5.2.3 Institutionalized Racism & Sexism



Let's go on to another issue that directly affects the forgotten half, especially in the inner city. This is the issue of institutionalized racism and sexism. I am not talking about people who are "flaming racists," I am talking about all of us who just act according to what ordinarily goes on in the implicit discrimination within the status quo. Doing things the way they have always been done props up a racist society.

I want to tell you a story. I have been arrested once in my life and this was when I was Dean of Education at the University of Massachusetts. I was sitting in my office one day and these two gentlemen came up and said, "you are under arrest." So I got up, and they said "we've got to put the handcuffs on," and I was alarmed at how serious things were getting. So they cuffed me, and instead of going out the back door which was right there next to the office, they paraded me down the hall to the front door and the waiting police car. When we finally got to the police station I found out what was going on. It was an unpaid parking ticket in Summerville, Massachusetts. In hindsight it seems almost humorous, but at the time it wasn't very funny.

The bizarre part of the story is that when Brett, a student who had borrowed my car and was responsible for the ticket, got to the police station the next morning the case was dropped. It turned out that the bailiff of the court was the father of his old girlfriend. The actual reason I was arrested and paraded about was that the UMASS police had been really irritated with me because I had "ruined" their lives by bringing black people to the Pioneer Valley. We had more black students in the school of education than the whole rest of the University. This was because of our number
one priority was to combat institutionalized racism.

Relevant to our discussion is the fact that institutionalized racism is still with us. This is why we need affirmative action, and we still need affirmative action if we are going to solve the problems of society. Bad affirmative action has been around too long. Promoting people to do a job that they are incompetent to do is stupid. But cutting someone some slack in terms of gaining the competence, helping them get the confidence or favoring a qualified minority, is the kind of affirmative action that I would like to have. One of the jobs you have as teachers, if you are really going to deal with the forgotten half, is to take on some of the implicit discrimination of the society, and help your students deal with it. While white people have either conscious or unconscious feelings of superiority, minorities have unconscious feelings of suspicion. With these feelings of come various conspiracy theories - theories that ought not to taken lightly because even if though some may seem implausible they are very real to the people who believe them.

If you were to take all the students in a class, and put everyone in a social situation the black students would naturally gravitate toward each other, and the white students would naturally gravitate toward each other. One of the reasons this happens is because you gravitate towards people you think you have something in common with, and you think you have something to talk about. So one of the things we have to do as teachers is to try and create situations that help overcome that remoteness.
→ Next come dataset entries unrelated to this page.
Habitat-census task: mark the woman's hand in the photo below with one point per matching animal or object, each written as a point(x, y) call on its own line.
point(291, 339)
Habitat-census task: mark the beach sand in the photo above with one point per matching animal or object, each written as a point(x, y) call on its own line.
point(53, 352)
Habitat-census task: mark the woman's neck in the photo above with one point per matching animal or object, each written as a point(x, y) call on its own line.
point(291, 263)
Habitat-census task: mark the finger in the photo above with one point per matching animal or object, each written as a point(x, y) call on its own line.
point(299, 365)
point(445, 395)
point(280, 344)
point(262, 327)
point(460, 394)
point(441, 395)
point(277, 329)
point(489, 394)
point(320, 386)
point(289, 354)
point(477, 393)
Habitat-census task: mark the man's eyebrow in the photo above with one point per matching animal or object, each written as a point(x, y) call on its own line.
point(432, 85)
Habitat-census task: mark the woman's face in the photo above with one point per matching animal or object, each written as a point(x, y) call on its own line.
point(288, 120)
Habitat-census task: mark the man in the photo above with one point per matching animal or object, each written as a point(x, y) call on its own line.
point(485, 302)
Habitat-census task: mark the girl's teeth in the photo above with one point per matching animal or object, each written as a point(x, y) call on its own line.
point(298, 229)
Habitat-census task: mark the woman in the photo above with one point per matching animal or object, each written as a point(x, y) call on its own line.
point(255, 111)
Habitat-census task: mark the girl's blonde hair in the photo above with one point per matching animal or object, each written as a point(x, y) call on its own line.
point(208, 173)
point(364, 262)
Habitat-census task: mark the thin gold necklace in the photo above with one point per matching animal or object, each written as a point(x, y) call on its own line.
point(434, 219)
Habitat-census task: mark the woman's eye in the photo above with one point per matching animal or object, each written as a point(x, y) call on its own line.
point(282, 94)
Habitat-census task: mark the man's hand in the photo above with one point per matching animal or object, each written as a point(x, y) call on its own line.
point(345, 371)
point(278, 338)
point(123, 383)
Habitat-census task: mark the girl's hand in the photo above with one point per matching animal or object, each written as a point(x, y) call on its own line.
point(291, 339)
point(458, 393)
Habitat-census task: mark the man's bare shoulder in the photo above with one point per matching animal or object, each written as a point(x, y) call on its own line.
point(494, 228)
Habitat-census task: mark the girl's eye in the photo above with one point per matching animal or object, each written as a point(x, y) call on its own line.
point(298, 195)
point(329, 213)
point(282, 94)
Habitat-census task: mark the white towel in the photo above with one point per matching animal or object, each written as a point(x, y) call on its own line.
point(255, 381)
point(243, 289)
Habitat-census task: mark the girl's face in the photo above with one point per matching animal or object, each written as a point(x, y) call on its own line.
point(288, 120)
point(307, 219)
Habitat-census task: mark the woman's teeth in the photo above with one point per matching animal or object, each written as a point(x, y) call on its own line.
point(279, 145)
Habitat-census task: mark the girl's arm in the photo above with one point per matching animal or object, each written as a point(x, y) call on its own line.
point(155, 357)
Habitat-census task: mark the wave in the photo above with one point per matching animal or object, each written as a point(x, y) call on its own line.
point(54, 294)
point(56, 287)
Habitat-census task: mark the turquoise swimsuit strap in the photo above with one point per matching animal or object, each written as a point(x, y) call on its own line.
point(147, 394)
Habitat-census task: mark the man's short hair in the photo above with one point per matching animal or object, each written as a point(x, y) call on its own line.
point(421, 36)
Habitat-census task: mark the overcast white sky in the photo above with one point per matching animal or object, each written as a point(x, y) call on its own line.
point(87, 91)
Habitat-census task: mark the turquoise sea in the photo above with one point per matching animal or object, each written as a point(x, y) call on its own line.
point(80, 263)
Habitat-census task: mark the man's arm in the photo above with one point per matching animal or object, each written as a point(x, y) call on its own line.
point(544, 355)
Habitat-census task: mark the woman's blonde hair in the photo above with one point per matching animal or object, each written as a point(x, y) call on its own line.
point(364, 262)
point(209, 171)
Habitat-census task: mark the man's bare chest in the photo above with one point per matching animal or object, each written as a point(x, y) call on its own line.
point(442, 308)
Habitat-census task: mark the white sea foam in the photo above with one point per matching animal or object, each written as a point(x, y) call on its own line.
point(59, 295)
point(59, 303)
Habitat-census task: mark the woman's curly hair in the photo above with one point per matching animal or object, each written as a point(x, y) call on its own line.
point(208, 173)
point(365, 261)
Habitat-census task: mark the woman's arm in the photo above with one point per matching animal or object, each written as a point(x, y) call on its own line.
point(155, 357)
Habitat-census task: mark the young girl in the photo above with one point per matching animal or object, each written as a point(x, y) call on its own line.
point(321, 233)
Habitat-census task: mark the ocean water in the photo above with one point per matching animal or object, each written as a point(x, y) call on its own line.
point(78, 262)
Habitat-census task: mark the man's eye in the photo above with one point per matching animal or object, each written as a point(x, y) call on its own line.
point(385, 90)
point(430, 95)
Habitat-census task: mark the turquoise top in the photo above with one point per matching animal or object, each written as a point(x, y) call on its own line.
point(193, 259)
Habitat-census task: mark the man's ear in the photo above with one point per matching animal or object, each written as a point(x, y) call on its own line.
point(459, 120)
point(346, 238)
Why do we need affirmative action in education?
Mr. Clark is the assistant principal at an inner-city school that is predominately black. Mr. Clark is also black, so most of the few white students in the school feel that all of the policies that the school makes are intended mainly for the majority of the school's population rather than all of the school's population. How can Mr. Clark make sure that there is no institutionalized racism in the school against the minorities in the building?